Lente Gravitacional Solar pode mapear anãs brancas e buracos negros

Um novo estudo destaca o potencial da Lente Gravitacional Solar (LGS) para a observação de objetos astronômicos, além de exoplanetas. A pesquisa, conduzida pelo Dr. Slava Turyshev, sugere que a LGS pode ser utilizada para mapear anãs brancas e buracos negros com uma resolução sem precedentes.
Funcionamento da Lente Gravitacional Solar
A Lente Gravitacional Solar opera com base na teoria da relatividade geral, onde a massa do Sol curva e magnifica a luz. Um satélite posicionado a aproximadamente 550 unidades astronômicas (UA) do Sol poderia explorar esse efeito, funcionando como uma lente que permite a reconstrução de imagens de alta resolução de objetos distantes.
Potencial de Mapeamento de Anãs Brancas
O estudo aponta que a LGS poderia mapear a superfície de anãs brancas a até 10 parsecs de distância, alcançando uma resolução de nanoarcsegundos. Isso permitiria a visualização de características como diferenciais de temperatura e detritos rochosos em torno dessas estrelas, que atualmente só podem ser observadas em escalas muito menores.
Aplicações na Observação de Buracos Negros
Além das anãs brancas, a LGS pode ser aplicada na observação de buracos negros supermassivos, como o M87*, cuja imagem foi capturada pelo Event Horizon Telescope. A pesquisa sugere que a LGS poderia melhorar a resolução da imagem original, passando de dezenas de microarcsegundos para 0,66 microarcsegundos por pixel, permitindo uma análise mais detalhada.

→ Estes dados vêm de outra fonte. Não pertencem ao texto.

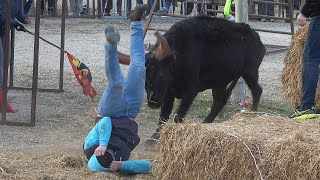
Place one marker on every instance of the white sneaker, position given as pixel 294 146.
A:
pixel 231 18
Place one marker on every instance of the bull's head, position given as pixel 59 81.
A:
pixel 159 71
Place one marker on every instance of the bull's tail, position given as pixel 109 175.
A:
pixel 232 85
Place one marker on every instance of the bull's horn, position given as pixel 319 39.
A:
pixel 162 50
pixel 123 58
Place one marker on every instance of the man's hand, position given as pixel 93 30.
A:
pixel 20 27
pixel 27 20
pixel 301 20
pixel 100 150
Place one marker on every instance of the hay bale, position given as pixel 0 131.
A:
pixel 246 147
pixel 291 73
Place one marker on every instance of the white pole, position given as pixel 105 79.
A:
pixel 241 12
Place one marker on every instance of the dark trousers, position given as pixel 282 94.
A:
pixel 310 64
pixel 51 4
pixel 266 9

Desafios Técnicos e Futuro da Missão
Apesar do potencial, a implementação da LGS enfrenta desafios significativos. A necessidade de um sistema de propulsão avançado é crucial, pois a nave precisaria se mover ao longo de uma linha focal para capturar imagens precisas. Mudanças de ângulo exigiriam deslocamentos que podem levar anos, o que limita a viabilidade da missão no curto prazo.
O estudo de Turyshev, disponível em Ultra-High-Resolution Astronomy with the Solar Gravitational Lens, contribui para a discussão sobre o futuro da astronomia de alta resolução, apontando a LGS como uma ferramenta promissora para a exploração do cosmos.